Extracting data from HTML-files with BeautifulSoup and Python

Question

I need to extract data from HTML-files. The files in question are, most likely, automatically generated. I have uploaded the code of one of these files to Pastebin: http://pastebin.com/9Nj2Edfv.

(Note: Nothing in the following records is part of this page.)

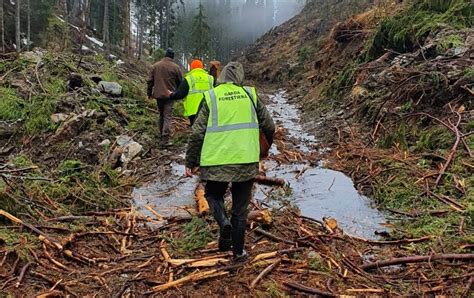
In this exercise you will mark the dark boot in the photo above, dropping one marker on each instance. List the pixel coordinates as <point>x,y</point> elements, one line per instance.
<point>241,194</point>
<point>225,238</point>
<point>215,192</point>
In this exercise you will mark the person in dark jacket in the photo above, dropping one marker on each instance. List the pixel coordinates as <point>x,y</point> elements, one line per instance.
<point>165,75</point>
<point>224,144</point>
<point>191,88</point>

This is the link to the actual page: http://eur-lex.europa.eu/Notice.do?checktexts=checkbox&val=60504%3Acs&pos=1&page=1&lang=en&pgs=10&nbl=1&list=60504%3Acs%2C&hwords=&action=GO&visu=%23texte

The data I need to extract is found under the different headings.

This is what I have so far:

from BeautifulSoup import BeautifulSoup
ecj_data = open("data\ecj_1.html",'r').read()

soup = BeautifulSoup(ecj_data)

celex = soup.find('h1')
auth_lang = soup('ul', limit=14)[13].li
procedure = soup('ul', limit=20)[17].li

print "Celex number:", celex.renderContents(),
print "Authentic language:", auth_lang
print "Type of procedure:", procedure

I have all the data stored locally which is the reason it opens the file ecj_1.html.

The Celex number and the Authentic language works somewhat good.

celex returns

"Celex number: 
61977J0059"

auth_lang returns "Authentic language: <li>French</li>"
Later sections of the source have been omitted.